A desktop tool for genomic consensus analysis across multiple FASTA genomes.
gCons identifies common zones — genomic regions shared by a configurable proportion of input genomes — using k-mer based comparison. Results are exported as a consensus FASTA file and visualised interactively.
gCons chains two external tools:
- redoak finds k-mers shared across genomes and reports how many genomes contain each one.
- gkampi maps each common k-mer to its exact position within every genome.

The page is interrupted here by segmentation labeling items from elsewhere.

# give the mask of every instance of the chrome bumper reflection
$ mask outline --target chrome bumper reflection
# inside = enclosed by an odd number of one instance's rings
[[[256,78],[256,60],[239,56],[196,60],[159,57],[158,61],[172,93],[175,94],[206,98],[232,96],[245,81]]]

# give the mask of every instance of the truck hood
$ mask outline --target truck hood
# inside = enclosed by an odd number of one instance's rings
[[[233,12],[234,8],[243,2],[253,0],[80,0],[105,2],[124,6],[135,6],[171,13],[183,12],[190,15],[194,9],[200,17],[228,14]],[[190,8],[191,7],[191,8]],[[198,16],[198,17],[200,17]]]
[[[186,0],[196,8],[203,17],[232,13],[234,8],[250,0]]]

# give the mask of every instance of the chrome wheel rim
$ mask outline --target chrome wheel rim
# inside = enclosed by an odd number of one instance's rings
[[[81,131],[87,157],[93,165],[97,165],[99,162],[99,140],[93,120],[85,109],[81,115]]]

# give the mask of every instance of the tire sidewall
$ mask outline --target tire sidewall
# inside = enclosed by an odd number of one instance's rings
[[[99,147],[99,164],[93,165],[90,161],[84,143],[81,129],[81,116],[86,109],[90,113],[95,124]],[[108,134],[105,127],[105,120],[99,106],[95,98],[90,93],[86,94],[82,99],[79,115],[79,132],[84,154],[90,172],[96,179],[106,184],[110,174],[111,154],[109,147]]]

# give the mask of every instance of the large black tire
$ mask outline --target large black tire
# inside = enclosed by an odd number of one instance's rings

From this positional data, gCons builds chains of consecutive k-mers that appear consistently across genomes (controlled by the α and β thresholds), which it calls common zones. Each zone is exported as a nucleotide sequence anchored to the reference genome.
FASTA files
│
▼
redoak ──► shared k-mer list
│
▼
gkampi ──► positional index (per genome)
│
▼
Zone detection (α, β filtering)
│
├──► ResulFasta.fasta (consensus sequences)
├──► resultat.csv (zone positions)
└──► Interactive plot (Tkinter/matplotlib)
- Python 3.10+
redoakandgkampibinaries in the working directory- tkinter (see note below)
pip install -r requirements.txtmacOS (Homebrew): tkinter requires a separate install.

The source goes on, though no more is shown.